Por cidades mais "caminháveis"
Só se conhece verdadeiramente um lugar caminhando. Estima-se que uma pessoa saudável percorra, em média, 1,2 metro por segundo a pé. A velocidade reduzida ajuda o pedestre a voltar a enxergar a cidade ao redor, em todos os detalhes, belos e sórdidos, imperceptíveis da janela do carro.
Caminhar é um ato ancestral cada vez mais raro, solapado por uma urgência sem sentido. "Time is money", reluz o letreiro em neon piscando no alto de nossas cabeças.
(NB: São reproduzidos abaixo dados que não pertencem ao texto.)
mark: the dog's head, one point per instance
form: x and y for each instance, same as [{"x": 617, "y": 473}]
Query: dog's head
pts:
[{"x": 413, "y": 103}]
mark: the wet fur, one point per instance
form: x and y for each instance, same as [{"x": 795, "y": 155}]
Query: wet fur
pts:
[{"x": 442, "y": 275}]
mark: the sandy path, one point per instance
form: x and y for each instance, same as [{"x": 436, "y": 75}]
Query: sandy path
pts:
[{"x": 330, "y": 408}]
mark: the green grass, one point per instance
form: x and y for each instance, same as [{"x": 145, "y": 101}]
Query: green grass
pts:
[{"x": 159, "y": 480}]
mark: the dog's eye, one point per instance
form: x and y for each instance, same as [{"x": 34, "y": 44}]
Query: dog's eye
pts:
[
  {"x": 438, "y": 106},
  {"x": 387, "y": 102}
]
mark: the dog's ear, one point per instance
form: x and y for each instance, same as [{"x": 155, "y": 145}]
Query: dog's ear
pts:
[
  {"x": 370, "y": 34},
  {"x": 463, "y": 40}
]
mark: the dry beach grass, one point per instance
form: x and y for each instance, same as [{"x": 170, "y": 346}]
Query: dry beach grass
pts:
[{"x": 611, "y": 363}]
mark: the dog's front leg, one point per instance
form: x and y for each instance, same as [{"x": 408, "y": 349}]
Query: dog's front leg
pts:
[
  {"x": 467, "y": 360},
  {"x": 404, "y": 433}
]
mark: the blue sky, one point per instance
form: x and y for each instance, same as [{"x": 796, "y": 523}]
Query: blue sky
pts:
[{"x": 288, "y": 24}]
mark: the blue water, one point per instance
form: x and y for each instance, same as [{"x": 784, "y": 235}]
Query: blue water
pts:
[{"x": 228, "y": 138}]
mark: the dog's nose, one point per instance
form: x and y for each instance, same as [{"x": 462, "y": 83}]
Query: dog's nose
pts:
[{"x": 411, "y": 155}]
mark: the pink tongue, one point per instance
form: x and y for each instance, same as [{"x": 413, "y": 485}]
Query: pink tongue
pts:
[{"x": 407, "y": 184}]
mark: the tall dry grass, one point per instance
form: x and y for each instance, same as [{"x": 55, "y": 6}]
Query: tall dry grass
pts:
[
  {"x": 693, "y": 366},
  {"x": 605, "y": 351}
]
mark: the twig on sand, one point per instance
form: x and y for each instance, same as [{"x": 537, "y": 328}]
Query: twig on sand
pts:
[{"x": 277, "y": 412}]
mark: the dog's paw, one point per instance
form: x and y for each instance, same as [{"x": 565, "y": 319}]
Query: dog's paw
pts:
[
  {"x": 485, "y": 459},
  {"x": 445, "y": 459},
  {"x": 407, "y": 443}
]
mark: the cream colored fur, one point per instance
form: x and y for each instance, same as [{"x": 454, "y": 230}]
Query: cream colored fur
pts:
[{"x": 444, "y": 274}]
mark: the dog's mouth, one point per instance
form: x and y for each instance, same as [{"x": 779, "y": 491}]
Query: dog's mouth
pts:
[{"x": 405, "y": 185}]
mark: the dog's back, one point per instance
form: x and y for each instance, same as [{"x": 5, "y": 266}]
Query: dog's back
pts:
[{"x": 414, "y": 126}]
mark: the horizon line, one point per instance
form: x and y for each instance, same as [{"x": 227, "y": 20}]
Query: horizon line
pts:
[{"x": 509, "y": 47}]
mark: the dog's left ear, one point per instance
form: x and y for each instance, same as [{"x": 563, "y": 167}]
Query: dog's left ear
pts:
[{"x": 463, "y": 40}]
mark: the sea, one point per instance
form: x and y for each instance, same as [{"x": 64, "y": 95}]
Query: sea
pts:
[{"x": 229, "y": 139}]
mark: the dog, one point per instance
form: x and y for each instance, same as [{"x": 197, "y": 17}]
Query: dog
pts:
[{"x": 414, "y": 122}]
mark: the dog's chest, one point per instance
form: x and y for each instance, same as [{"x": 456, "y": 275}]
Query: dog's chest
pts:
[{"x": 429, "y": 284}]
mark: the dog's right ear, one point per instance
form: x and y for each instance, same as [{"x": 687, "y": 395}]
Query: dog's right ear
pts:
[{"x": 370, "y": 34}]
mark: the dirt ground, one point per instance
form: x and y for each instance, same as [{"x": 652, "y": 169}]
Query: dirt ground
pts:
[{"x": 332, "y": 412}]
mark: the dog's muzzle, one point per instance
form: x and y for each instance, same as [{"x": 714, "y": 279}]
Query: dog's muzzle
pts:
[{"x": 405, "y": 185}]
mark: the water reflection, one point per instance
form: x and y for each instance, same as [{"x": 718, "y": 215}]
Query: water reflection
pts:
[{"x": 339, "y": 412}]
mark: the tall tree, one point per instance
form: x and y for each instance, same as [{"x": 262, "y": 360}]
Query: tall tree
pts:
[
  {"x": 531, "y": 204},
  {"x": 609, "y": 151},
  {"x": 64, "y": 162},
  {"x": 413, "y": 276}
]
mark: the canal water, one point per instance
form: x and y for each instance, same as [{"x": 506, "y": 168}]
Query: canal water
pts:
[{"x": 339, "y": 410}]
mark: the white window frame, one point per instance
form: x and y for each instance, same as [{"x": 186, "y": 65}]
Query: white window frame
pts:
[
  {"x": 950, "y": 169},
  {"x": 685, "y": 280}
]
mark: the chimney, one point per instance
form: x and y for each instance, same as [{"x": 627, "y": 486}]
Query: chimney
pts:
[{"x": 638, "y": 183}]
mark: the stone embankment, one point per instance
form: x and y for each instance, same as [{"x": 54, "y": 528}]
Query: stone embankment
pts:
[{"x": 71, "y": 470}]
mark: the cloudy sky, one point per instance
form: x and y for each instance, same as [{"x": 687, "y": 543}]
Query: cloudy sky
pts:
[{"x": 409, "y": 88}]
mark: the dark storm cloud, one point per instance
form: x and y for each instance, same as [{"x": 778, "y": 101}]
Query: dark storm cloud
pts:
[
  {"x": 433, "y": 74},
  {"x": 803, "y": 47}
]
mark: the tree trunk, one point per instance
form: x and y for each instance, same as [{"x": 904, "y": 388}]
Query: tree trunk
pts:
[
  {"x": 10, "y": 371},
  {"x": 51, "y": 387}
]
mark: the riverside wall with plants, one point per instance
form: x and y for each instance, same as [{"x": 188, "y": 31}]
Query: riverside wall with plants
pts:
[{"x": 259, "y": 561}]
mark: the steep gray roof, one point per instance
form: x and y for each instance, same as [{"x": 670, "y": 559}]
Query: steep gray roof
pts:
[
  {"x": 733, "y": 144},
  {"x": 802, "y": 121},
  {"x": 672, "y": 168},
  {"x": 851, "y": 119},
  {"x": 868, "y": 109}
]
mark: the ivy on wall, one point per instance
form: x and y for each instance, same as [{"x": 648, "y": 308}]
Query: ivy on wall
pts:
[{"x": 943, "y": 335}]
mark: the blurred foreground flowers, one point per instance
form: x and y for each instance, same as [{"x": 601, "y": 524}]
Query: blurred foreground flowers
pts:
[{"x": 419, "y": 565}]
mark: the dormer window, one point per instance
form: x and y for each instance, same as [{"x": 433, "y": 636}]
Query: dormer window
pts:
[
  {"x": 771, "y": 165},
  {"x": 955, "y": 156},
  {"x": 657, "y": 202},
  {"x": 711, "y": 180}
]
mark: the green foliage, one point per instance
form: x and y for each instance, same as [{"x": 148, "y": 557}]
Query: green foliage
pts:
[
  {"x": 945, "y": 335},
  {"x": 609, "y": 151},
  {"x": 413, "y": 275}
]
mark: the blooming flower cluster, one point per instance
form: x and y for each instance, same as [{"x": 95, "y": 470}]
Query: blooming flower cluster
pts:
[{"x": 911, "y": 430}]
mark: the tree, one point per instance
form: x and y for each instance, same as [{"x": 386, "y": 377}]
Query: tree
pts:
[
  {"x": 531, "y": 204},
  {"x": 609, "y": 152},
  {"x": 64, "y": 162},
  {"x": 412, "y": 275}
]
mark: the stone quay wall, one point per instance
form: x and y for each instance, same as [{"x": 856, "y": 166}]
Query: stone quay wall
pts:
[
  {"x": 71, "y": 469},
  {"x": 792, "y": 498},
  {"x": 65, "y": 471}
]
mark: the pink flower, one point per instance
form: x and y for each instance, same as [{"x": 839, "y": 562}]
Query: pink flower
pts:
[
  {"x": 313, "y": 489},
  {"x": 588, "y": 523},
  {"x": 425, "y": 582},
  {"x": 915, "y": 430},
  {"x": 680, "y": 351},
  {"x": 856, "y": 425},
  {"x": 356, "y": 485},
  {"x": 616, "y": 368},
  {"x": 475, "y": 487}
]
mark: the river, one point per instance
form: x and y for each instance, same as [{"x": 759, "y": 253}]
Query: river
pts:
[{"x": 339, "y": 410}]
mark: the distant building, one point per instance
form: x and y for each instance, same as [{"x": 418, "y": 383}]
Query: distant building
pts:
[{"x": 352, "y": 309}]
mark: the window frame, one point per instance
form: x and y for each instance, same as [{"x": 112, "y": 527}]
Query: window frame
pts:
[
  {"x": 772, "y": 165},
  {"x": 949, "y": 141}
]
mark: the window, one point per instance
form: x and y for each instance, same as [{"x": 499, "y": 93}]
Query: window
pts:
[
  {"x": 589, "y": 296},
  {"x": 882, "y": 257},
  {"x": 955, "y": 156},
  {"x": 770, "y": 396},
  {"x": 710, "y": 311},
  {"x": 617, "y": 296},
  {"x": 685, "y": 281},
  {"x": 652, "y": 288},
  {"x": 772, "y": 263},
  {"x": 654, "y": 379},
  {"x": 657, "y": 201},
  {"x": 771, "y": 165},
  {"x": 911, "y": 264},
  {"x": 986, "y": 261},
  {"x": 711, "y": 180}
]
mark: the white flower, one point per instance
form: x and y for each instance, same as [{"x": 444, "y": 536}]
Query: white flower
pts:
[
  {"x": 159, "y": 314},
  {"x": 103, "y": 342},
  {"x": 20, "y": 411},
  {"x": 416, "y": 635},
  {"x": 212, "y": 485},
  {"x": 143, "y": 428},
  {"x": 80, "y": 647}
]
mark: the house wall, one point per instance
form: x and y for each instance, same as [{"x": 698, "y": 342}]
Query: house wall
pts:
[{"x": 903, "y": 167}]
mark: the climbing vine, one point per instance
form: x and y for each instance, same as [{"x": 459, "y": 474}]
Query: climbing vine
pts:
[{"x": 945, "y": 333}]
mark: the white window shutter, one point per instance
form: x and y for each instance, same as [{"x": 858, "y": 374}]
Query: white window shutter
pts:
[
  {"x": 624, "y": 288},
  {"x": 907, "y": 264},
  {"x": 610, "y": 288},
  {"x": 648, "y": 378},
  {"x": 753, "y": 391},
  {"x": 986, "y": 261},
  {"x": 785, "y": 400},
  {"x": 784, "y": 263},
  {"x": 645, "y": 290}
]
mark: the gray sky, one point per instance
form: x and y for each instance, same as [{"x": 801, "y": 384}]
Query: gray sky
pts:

É preciso produzir, ganhar dinheiro, ser bem-sucedido. Se você for caminhando, esqueça: não haverá a tempo. Vá de carro. E fique preso no congestionamento.
Invejo os franceses, que têm até um termo para designar o caminhante sem destino, andarilho errante. Le flâneur. Nada mal "flanar" em Paris, perambulando nos grandes bulevares. Não estou na Cidade Luz, mas faço gosto de palmilhar as ruas nem sempre alegres de Porto Alegre (fotos). Tem lá seu charme.
Mover as pernas tornou-se algo tão importante nesse mundo de ponta-cabeça que, nas pesquisas de mobilidade urbana, ganha força um conceito de nome engraçado: "caminhabilidade", tradução de "walkability", em inglês.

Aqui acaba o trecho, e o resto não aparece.